Across the board, the message is simple: Stay put, cut where possible–these are not times to dream big.
I strongly disagree with that position. The university’s deep financial crisis notwithstanding, I believe this is a time for Harvard to spend, and spend handsomely, in order to seize another opportunity to improve its international reach, quality of education, and commitment to its ideals. It is a well-known and documented problem that most of the funds that Harvard has are overseen by strict stipulations of how they can be spent. Neither the state of Massachusetts nor the lawyers of those who have donated to Harvard throughout the years are easy to please–but this is a unique time, when they may be more amenable to change. That is precisely why the University should try to use this opportunity to release more funds–and then use them to literally reactivate and reinvigorate the community.
The projects that Harvard is currently considering cutting or delaying–like housing renovations and Allston development–will have tangible detrimental effects on the quality of the education it provides. No matter how we spin it, slower Allston construction means less science research in the medium term. It also means fewer students enrolled and less academic expansion into other fields. Tweaked House renovation plans mean slow progress in improving undergraduate education, no expansion of social spaces, and less overall satisfaction. Perhaps most importantly, department cuts not only affect the quality of the catering at faculty meetings but also impact the way our professors will be able to teach present and future students. For instance, the announcement yesterday that a great-books program within General Education would be delayed (perhaps forever) due to lack of funds is plainly unacceptable, since it is an issue that both senior faculty and students have long considered important for the Core’s successor.

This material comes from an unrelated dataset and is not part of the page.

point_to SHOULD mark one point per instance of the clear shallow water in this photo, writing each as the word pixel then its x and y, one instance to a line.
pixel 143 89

Because of the service it provides, Harvard should think of itself more like a government than an individual or a business firm. With its reputation and available funds, the university is not going anywhere, but delaying improvements will have dismal effects on future endowment performance. The current global economic crisis is being fought by governments from South Africa to Japan with counter-cyclical measures that attempt to hasten the move from recession to growth. The now-revived Keynesian approach justifies the deep temporary deficits with the promise of future growth. The same applies to Harvard, for the endowment will continue to grow–and receive fresh funds–as soon as growth resumes. Hence we should behave counter-cyclically, helping the economy and the community in the process.
This is not to say we should be crass Keynesians. Crises often spur efficiency reviews that help organizations in the long run by improving performance. Ultimately, the point is that we should not consider the endowment a fixed and static managed investment. Rather, it is a self-regenerating pool of funds that is directly impacted by the result of our community achievements. More and happier students will donate more in the future, as happened when Harvard weathered the 1930s Depression. Allston will bring better research, attract better faculty, and bring more prestige to the university. Housing renovations will improve student life and happiness surveys—the backbone of FAS. Hence the debate should not be about changing the way HMC invests (they almost always know better than the pundits), but rather about enacting counter-cyclical measures to take advantage of the downturn in order to grow faster and stronger than the competition.
Ultimately, the point is more than just about numbers and future compensation in terms of donations. It is about Harvard’s ideal of providing the best possible education. Our community’s investment goes beyond bricks and mortar–it is in our students’ lives. And we can trust that will pay off.
Pierpaolo Barbieri ’09, a former Crimson associate editorial chair, is a history concentrator in Eliot House. His column appears on alternate Fridays.